Blocking actions, such as locking semaphores, are forbidden in RCU
read-side critical sections. Also, from a more high-level perspective,
do we need to be careful here to avoid deadlocks with frozen tasks or
stuff like that?

> +               for (vma = mm->mmap; vma; vma = vma->vm_next) {
> +                       unsigned long addr, nr_pages;
> +
> +                       if (!(vma->vm_flags & VM_WIPEONSUSPEND))
> +                               continue;
> +
> +                       addr = vma->vm_start;
> +                       nr_pages = (vma->vm_end - addr - 1) / PAGE_SIZE + 1;
> +                       while (nr_pages) {
> +                               int count = min(nr_pages, max_pages_per_loop);
> +                               void *kaddr;
> +
> +                               count = get_user_pages_remote(p, mm, addr,
> +                                                       count, gup_flags,
> +                                                       pages, NULL, NULL);

get_user_pages_remote() can wait for disk I/O (for swapping stuff back
in), which we'd probably like to avoid here. And I think it can also
wait for userfaultfd handling from userspace? zap_page_range() (which
is what e.g. MADV_DONTNEED uses) might be a better fit, since it can
yank entries out of the page table (forcing the next write fault to
allocate a new zeroed page) without faulting them into RAM.

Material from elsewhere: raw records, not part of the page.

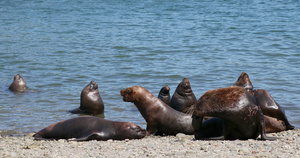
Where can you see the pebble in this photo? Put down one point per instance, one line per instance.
(180, 145)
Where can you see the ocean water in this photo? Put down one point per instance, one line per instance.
(60, 46)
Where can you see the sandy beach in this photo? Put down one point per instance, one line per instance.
(153, 146)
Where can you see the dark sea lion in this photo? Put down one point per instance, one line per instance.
(183, 99)
(268, 106)
(240, 117)
(18, 85)
(160, 118)
(90, 100)
(164, 95)
(244, 81)
(91, 128)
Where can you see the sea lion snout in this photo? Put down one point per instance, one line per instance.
(125, 93)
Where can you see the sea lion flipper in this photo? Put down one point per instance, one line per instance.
(76, 111)
(92, 136)
(263, 130)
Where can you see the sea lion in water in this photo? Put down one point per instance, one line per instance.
(160, 118)
(271, 108)
(164, 95)
(268, 106)
(91, 128)
(244, 81)
(183, 99)
(18, 85)
(90, 100)
(240, 117)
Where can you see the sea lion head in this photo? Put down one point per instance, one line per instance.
(184, 87)
(165, 90)
(129, 93)
(18, 84)
(93, 86)
(244, 81)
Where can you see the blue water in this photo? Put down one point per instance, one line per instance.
(60, 46)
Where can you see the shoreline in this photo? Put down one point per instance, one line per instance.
(153, 146)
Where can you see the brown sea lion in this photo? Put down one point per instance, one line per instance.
(271, 108)
(91, 128)
(237, 109)
(18, 85)
(90, 100)
(183, 99)
(268, 106)
(160, 118)
(244, 81)
(164, 95)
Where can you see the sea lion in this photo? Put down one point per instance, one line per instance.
(271, 108)
(183, 99)
(90, 100)
(161, 118)
(91, 128)
(244, 81)
(268, 106)
(18, 85)
(164, 95)
(243, 119)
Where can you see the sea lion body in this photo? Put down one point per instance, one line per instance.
(90, 101)
(160, 118)
(183, 99)
(164, 95)
(18, 85)
(243, 119)
(91, 128)
(271, 108)
(268, 106)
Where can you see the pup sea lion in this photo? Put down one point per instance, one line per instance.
(268, 106)
(243, 119)
(91, 128)
(183, 99)
(90, 100)
(160, 118)
(164, 95)
(18, 85)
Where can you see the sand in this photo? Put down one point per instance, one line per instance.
(153, 146)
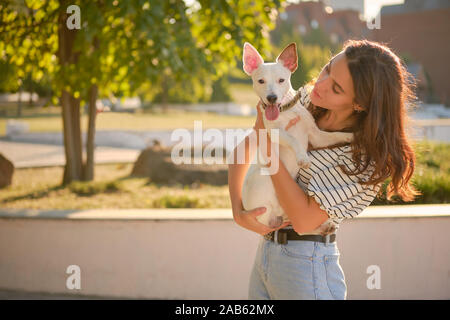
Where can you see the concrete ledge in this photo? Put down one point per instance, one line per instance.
(394, 211)
(204, 254)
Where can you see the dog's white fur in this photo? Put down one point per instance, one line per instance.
(258, 189)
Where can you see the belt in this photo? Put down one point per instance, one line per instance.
(282, 236)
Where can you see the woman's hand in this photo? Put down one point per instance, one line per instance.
(247, 220)
(259, 123)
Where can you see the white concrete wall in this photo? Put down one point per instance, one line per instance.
(203, 254)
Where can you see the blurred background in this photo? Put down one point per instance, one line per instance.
(79, 106)
(91, 92)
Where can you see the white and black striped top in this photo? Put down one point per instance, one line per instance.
(340, 195)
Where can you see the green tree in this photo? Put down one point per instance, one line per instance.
(122, 46)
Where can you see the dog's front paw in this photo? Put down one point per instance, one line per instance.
(303, 162)
(348, 137)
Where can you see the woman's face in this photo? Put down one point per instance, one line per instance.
(333, 89)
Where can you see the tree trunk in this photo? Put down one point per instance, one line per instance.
(70, 172)
(30, 90)
(164, 93)
(77, 139)
(70, 106)
(19, 103)
(90, 141)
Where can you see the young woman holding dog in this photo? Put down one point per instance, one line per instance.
(364, 89)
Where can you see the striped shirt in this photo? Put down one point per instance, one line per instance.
(340, 195)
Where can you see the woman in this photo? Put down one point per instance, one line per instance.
(364, 89)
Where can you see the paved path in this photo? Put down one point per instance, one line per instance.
(39, 149)
(27, 155)
(24, 295)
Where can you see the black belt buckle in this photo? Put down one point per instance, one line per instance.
(280, 237)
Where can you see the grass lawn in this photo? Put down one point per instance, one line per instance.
(49, 119)
(38, 188)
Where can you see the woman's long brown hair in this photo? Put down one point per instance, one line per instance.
(384, 89)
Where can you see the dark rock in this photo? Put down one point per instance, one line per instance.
(6, 171)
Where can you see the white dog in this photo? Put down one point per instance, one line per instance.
(280, 104)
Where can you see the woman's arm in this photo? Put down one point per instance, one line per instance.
(237, 172)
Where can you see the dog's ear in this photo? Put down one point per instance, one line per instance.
(251, 58)
(288, 57)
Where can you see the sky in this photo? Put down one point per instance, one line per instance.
(371, 7)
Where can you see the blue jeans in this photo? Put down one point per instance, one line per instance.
(298, 270)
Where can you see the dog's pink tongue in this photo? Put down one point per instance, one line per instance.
(272, 112)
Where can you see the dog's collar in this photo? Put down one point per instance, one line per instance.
(288, 105)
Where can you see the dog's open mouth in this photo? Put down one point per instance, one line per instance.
(272, 111)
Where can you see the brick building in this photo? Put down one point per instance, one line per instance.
(421, 31)
(340, 25)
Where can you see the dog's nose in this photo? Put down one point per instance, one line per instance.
(271, 98)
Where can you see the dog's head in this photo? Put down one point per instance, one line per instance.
(271, 81)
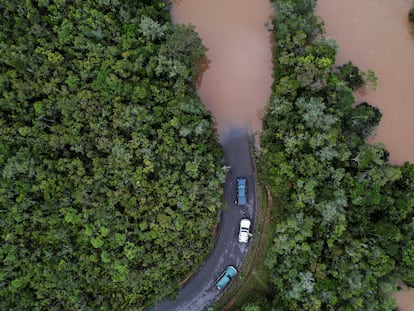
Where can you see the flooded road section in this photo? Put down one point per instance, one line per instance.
(376, 34)
(237, 82)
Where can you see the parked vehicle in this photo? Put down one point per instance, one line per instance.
(241, 198)
(244, 232)
(226, 277)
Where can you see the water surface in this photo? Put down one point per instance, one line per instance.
(237, 83)
(376, 34)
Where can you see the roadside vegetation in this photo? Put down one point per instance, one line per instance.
(345, 236)
(110, 175)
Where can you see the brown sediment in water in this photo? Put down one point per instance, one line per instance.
(377, 35)
(236, 82)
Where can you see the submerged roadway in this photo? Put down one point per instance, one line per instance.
(200, 291)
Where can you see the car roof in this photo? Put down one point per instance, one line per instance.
(245, 222)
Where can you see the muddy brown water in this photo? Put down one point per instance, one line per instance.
(376, 34)
(236, 84)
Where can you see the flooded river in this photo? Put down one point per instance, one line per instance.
(236, 84)
(376, 34)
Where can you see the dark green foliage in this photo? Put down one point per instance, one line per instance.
(109, 168)
(362, 120)
(346, 234)
(351, 75)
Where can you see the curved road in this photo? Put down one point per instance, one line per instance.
(201, 292)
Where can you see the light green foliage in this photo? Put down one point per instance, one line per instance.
(347, 228)
(110, 175)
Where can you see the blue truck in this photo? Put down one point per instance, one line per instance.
(241, 197)
(226, 277)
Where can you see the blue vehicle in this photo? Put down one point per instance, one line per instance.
(241, 198)
(226, 277)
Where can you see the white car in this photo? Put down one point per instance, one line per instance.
(244, 232)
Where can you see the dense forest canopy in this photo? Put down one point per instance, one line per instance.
(346, 234)
(110, 175)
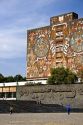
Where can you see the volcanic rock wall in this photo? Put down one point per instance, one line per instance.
(53, 94)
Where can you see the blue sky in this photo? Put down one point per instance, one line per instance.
(16, 16)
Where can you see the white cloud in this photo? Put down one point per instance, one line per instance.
(18, 16)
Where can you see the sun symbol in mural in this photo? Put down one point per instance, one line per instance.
(41, 47)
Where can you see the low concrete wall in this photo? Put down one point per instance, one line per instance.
(53, 94)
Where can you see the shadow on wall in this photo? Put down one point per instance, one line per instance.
(33, 107)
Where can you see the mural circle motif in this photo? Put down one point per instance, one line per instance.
(41, 47)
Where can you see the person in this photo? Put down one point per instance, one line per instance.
(68, 109)
(11, 109)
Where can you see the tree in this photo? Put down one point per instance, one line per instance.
(1, 78)
(18, 78)
(80, 74)
(61, 75)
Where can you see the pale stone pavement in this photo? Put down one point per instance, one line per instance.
(41, 119)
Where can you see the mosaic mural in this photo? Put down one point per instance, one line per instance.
(60, 44)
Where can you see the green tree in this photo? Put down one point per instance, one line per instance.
(1, 78)
(61, 75)
(80, 74)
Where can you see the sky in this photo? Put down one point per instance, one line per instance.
(16, 17)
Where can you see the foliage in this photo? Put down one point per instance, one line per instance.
(61, 75)
(80, 74)
(11, 78)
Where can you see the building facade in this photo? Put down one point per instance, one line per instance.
(59, 44)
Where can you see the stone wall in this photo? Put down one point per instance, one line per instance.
(53, 94)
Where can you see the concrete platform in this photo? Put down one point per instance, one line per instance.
(41, 119)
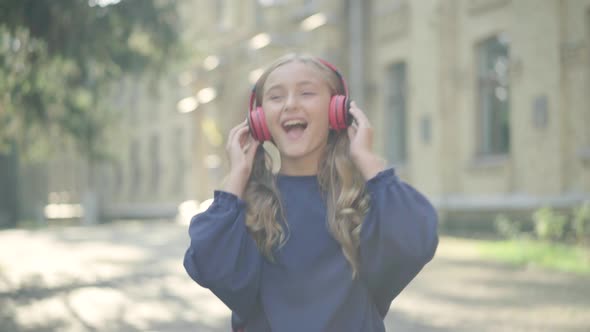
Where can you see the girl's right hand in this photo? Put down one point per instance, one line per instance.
(241, 148)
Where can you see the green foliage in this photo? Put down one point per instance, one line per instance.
(58, 60)
(581, 222)
(506, 227)
(555, 256)
(549, 225)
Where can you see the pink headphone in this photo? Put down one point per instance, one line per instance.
(338, 112)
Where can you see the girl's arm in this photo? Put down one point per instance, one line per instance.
(222, 255)
(398, 237)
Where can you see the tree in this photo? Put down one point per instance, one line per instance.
(59, 58)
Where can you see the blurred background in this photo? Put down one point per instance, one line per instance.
(114, 116)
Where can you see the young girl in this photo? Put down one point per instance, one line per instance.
(329, 241)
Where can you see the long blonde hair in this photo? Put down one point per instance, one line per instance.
(341, 183)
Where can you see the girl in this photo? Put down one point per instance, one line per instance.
(329, 241)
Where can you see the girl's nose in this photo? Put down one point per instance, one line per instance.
(290, 102)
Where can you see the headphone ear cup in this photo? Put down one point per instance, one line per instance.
(339, 116)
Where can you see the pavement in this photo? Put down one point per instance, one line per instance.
(128, 276)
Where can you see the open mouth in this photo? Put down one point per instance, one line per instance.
(294, 128)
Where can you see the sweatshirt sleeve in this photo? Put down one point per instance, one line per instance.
(222, 255)
(398, 237)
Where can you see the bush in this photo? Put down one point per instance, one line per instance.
(549, 225)
(581, 222)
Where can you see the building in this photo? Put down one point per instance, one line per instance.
(481, 104)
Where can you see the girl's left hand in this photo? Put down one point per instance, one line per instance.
(360, 134)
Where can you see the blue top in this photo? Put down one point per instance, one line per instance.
(310, 287)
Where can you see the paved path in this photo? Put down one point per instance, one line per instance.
(129, 277)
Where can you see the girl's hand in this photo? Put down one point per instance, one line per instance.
(241, 148)
(360, 134)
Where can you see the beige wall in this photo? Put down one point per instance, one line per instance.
(549, 58)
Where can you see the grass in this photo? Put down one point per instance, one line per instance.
(525, 252)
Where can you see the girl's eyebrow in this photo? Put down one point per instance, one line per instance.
(281, 86)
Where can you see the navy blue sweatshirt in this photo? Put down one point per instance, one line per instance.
(310, 287)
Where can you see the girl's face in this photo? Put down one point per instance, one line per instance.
(295, 100)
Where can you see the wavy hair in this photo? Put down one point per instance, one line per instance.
(341, 183)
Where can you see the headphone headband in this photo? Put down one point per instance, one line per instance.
(322, 61)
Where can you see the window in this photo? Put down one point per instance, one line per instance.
(396, 109)
(493, 96)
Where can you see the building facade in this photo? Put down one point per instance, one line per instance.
(484, 105)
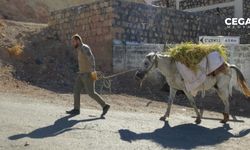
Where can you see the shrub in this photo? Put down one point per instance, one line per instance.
(16, 50)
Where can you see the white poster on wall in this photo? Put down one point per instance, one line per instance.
(226, 40)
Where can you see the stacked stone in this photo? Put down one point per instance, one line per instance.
(143, 23)
(187, 4)
(226, 12)
(93, 22)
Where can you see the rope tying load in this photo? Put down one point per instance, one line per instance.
(106, 80)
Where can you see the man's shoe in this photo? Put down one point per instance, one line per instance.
(105, 110)
(73, 112)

> +                               if (count <= 0) {
> +                                       /*
> +                                        * FIXME: In this PoC just break if we
> +                                        * get an error.
> +                                        * In the final implementation we need
> +                                        * to handle this better and not leave
> +                                        * pages uncleared.
> +                                        */
> +                                       break;
> +                               }
> +                               /* Go through pages buffer and clear them. */
> +                               while (count) {
> +                                       struct page *page = pages[--count];
> +
> +                                       kaddr = kmap(page);
> +                                       clear_page(kaddr);
> +                                       kunmap(page);

(This part should go away, but if it stayed, you'd probably want to
use clear_user_highpage() or so instead of open-coding this.)

> +                                       put_page(page);
> +                                       nr_pages--;
> +                                       addr += PAGE_SIZE;
> +                               }
> +                       }
> +               }
> +               up_read(&mm->mmap_sem);
> +       }
> +       rcu_read_unlock();
> +}